How to participate ?
Registered participants must provide one of the two following documents:
- A technical report detailing their method provided along with the docker container
- A submission to the REMIA workshop of a paper detailing their report
Participants with submitted articles to the REMIA workshop and technical reports will be guaranteed to be cited in the future article summarizing the ATLAS challenge.
Using Docker containers
To avoid driver incompatibilities and memory limitations, all submitted Dockers must be
able to perform inference on the CPU
using a maximum memory of 32 GB. To prevent cheating, we will disable the
Internet connection during inference on the test images.

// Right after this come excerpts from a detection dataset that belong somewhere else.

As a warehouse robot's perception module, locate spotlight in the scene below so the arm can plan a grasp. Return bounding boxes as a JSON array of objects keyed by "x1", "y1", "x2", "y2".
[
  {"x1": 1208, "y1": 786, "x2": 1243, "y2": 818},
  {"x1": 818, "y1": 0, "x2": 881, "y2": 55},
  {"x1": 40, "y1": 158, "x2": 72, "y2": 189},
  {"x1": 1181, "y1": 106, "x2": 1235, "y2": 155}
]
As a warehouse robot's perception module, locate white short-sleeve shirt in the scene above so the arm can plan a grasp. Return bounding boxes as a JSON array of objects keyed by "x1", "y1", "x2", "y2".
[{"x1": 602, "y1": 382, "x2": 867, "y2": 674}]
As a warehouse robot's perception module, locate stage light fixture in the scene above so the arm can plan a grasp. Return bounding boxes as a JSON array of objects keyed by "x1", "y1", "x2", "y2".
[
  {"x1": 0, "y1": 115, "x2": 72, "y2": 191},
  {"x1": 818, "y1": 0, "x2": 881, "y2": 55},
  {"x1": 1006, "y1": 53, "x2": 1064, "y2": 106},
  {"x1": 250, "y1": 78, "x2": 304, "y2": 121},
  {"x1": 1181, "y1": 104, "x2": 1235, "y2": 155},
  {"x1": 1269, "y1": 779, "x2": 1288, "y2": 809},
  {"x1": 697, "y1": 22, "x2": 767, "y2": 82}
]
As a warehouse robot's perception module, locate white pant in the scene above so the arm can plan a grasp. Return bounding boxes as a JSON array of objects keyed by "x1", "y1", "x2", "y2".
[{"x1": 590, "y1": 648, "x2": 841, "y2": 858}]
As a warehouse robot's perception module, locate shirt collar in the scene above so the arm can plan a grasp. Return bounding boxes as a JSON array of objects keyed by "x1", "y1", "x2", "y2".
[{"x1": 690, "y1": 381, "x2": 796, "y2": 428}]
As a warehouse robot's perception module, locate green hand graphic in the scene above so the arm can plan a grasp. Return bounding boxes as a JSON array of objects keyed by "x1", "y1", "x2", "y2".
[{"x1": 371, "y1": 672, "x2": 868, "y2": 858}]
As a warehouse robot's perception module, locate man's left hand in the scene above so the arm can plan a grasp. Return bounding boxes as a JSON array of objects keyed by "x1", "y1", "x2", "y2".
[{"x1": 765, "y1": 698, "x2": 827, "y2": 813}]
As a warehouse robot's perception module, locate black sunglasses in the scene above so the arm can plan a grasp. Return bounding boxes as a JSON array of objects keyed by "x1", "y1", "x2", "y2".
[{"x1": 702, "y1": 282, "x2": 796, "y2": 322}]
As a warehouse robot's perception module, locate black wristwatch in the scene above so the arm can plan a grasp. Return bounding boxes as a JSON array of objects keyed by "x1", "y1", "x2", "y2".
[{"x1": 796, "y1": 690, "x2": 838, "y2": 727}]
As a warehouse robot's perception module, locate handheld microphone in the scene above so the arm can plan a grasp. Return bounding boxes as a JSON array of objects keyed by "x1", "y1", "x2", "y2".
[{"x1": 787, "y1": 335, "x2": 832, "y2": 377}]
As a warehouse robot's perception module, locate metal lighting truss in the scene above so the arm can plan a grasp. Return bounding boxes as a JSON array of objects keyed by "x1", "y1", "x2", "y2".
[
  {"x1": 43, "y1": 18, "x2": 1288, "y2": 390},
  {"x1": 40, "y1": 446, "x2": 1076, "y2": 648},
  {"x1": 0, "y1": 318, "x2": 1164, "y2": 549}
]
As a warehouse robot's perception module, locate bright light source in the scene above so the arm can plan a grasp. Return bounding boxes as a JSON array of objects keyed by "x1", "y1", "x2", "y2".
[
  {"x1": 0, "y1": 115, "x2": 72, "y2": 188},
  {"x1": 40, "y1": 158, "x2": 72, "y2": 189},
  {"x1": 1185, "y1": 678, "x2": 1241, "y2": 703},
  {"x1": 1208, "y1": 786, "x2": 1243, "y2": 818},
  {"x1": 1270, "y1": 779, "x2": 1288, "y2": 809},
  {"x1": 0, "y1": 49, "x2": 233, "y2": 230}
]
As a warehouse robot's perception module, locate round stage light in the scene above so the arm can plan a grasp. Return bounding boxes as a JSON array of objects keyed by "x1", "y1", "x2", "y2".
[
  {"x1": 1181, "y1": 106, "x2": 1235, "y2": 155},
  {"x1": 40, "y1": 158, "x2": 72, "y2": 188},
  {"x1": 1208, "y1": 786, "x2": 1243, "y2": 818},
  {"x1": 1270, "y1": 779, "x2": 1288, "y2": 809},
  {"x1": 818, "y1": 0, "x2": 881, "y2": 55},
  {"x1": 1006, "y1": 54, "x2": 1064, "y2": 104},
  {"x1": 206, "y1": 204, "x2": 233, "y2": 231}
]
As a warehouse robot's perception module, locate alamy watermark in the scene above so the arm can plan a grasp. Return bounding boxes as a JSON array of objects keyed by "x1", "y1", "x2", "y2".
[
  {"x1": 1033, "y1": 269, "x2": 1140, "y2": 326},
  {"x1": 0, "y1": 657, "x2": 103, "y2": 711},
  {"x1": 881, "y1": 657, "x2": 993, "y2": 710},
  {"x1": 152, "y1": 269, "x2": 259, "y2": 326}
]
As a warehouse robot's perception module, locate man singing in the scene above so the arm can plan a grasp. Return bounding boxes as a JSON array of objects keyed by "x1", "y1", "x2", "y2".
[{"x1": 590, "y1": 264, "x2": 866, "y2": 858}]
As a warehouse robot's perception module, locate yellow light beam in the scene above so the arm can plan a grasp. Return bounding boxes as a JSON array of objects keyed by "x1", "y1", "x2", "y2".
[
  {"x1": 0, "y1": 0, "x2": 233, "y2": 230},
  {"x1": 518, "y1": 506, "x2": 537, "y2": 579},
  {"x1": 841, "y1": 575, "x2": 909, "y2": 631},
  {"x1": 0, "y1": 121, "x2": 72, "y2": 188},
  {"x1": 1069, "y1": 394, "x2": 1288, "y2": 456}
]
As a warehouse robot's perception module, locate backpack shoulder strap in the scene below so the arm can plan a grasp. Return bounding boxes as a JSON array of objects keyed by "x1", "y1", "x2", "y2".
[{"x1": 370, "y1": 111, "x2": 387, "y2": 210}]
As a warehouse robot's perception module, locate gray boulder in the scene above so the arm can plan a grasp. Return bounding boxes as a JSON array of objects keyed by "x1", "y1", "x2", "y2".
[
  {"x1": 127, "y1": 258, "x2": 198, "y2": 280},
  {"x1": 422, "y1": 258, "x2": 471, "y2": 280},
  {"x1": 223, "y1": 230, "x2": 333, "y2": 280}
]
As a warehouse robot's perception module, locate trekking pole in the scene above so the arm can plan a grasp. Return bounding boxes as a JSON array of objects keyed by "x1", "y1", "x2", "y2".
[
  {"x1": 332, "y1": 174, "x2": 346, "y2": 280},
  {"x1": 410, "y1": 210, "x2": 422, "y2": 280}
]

An example of a Dockerfile that can be used to build images with Python
is available here (Dockerfile
). In addition to installing
Python, it creates a Python virtual environment and installs some Python packages
(see requirements.txt
). Then, it defines a working
directory and copies some files (check_pytorch.py
,
my_network_infer.py
, unet.py
,
my_network.pt
) from the host (your machine) into
the image. When the image is executed a bash shell is run. The directory
structure should look like the following:
Get the Atlas Docker container
The Atlas Docker container is organized as follows:
- atlas-docker
- |____Dockerfile
- |____requirements.txt
- |____check_pytorch.py
- |____unet.py
- |____my_network_infer.py
- |____my_network.pt
- |____my_network_train.py
- |____MRIImages
-
- |____ im0.nii.gz
Check that everything goes well
Unzip the archive and, using a terminal, go to the atlas-docker
folder.
Then run the following command to build the image:
docker build -t name_of_your_image .
To see your newly built image, run
docker images
You should see an image named name_of_your_image
.
To create and run a new container from the newly built image, use the following command
docker run -it name_of_your_image
You should get inside the container in the /app
folder.
To check that Pytorch is installed correctly, you can run inside the container
in the /app folder
python3 check_pytorch.py
Infer on the CPU using the Docker image
After creating and training a network (my_network_train.py
) on GPU/CPU/TPU
etc.,
save your model to a file (my_network.pt
).
Then, create a CPU inference script such as my_network_infer.py
.
Note that the files my_network.pt
and my_network_infer.py
have
already been copied (see Dockerfile).
To be able to execute the inference script on an MRI image hosted on the local machine
(your computer), you need to mount the folder containing
the MRI images into the container. To do this, use the -v option when using docker run
docker run -v
absolute_host_machine_path_where_are_the_MRI_images:absolute_path_inside_the_container
-it name_of_your_image
For example,
docker run: docker run -v
absolute_host_machine_path_where_are_the_MRI_images:/app/MRIImages -it
name_of_your_image
As before, you should get inside the container in the /app
folder.
To run your inference script on an image, you can do
python3 my_network_infer.py -i MRIImages/name_of_the_MRI_image.nii.gz
-o MRIImages/output_network_image.nii.gz -s my_network.pt
It is the participant’s responsibility to create a development environment and other prerequisites besides GPU drivers, such as Conda, PyTorch, CUDA, CUDNN, and other tools.
Upload your docker
Participants are invited to submit their contributions by uploading a Docker archive. This archive should contain a Docker file that builds the image and a script that allows us to run the model on the test images.
Each participant is authorized to submit three times their models. The best performance over the two submissions will be retained.
Upload your technical report
Participants are invited to upload a technical report detailing their method provided along with the docker container if they do not submit a paper to to the REMIA workshop.
Metrics
Evaluation of the algorithms will be done on the test set using the provided docker container by the participants. Five different metrics will be used:
- The average dice per structure
- The 5mm surface Dice
- The Average symmetric surface distance
- The Hausdorff distance
- The Root Mean Square Error on tumor burden calculation
Every metric except for the tumor burden will be calculated twice, once for the whole liver (healthy liver + unhealthy liver) and once for the tumor. The code that allows metric calculations is provided with the dataset.
Rank-then-aggregate voting system over the nine scores obtained by the participants will be used to compute the ranking.